Henry presented fine new raiment to his household in token of the New Year, a fresh beginning. Cate, not being a designated lady-in-waiting to the queen, was left out of that largesse. She received, instead, a fine costume of different fabric and design in honor of her coming marriage, and was assured Ross received the same.

The gift was no great surprise. Henry stood as guardian to her and her sisters, and Isabel had received something similar on her marriage to Braesford. Still, the richness of it startled Cate. The gown was of lustrous silk-velvet in an evergreen hue, as befitted the winter season, with slashed sleeves that exposed the gold-embroidered cream silk sleeves of the under shift. More gold lace edged the neckline and the inverted wedge of the split skirt that swept back to reveal the embroidered underskirt. The girdle that accompanied the gown was of gold mesh set with hundreds of small emerald beads, while larger gems dangled at the ends of its cords, hanging nearly to the floor. A fine cloak in white velvet was supplied to ward off the winter chill. Its attached capelet was of ermine, with a hood to cover her hair, which would be worn loose on her special day.

Cate was delighted with the costume, though she’d have selected a more blue-green shade of velvet, given a choice. There was no chance of that, of course. White and green were the colors designated by Henry for his Tudor reign, so were a mark of his favor. She must be content.

Watching Gwynne brush the velvet, fluff the fur and twitch at the wrinkles in the silk, Cate felt a sinking sensation in her chest. The ceremonial presentation of the attire the evening before made the wedding seem more real. The days were slipping past one by one. Soon they would be gone.

She had not slept for the past three nights. A part of her waited, staring into the darkness, listening for the thud of feet, the whisper of another serving woman outside or tromp of a sentry come to tell her that Ross was dead. The dawning of every day was a reprieve. The first sight of him in the great hall, breaking his fast with other men downing their beef, bread and ale, lifted her spirits like the rising of the sun.

The two of them had exchanged New Year’s gifts, more because it was expected, she thought, than from sentiment. She had sewn a pair of gloves for him of the softest deerskin, embroidered with the thistle of Scotland. He had presented her with a silver pomander filled with the dried and spiced leaves of Saracen roses.

It was the only time in these past few days that they had spoken to each other with civility. The strain of their forced marriage, and the exchange between them after the documents were signed, left them uncomfortable in one another’s company.

The thought of Ross’s face as he’d proclaimed his right to bed her seldom left Cate. She could not erase from her mind the possessive promise in the depths of his eyes. Every time she brought it to mind, a tremor streaked through her, straight to the lower part of her belly.
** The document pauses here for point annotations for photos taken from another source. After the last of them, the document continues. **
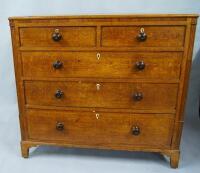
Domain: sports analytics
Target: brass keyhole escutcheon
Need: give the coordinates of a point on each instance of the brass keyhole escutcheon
(97, 116)
(98, 56)
(98, 86)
She had half feared he would take Henry’s edict as permission to be as intimate as he pleased with her. She also feared he would not.

Her mind was in such turmoil during these days, so awash in dread and longing, shrinking and anticipation, that she hardly knew what she was about. Eating was impossible, sleep uncertain. She was such poor company that Marguerite deserted her for whatever companionship she could find in the great hall. Left alone, Cate sat gazing at nothing, with her embroidery lying untouched in her lap, or else stared out some high window at the passing horsemen, searching for a familiar figure in plaid.

She should have more pride, she told herself. She was no serving maid, sighing after a pair of broad shoulders. No, she was Lady Catherine Milton, a lady of independent thought and considered decisions. What she should be doing was persuading the stubborn Scotsman to fly for the border while he was still able. Failing that, she should be petitioning the king’s mother for her aid in entering a nunnery, just as she had threatened.

Cate could not make up her mind which action was best. Both were so very final.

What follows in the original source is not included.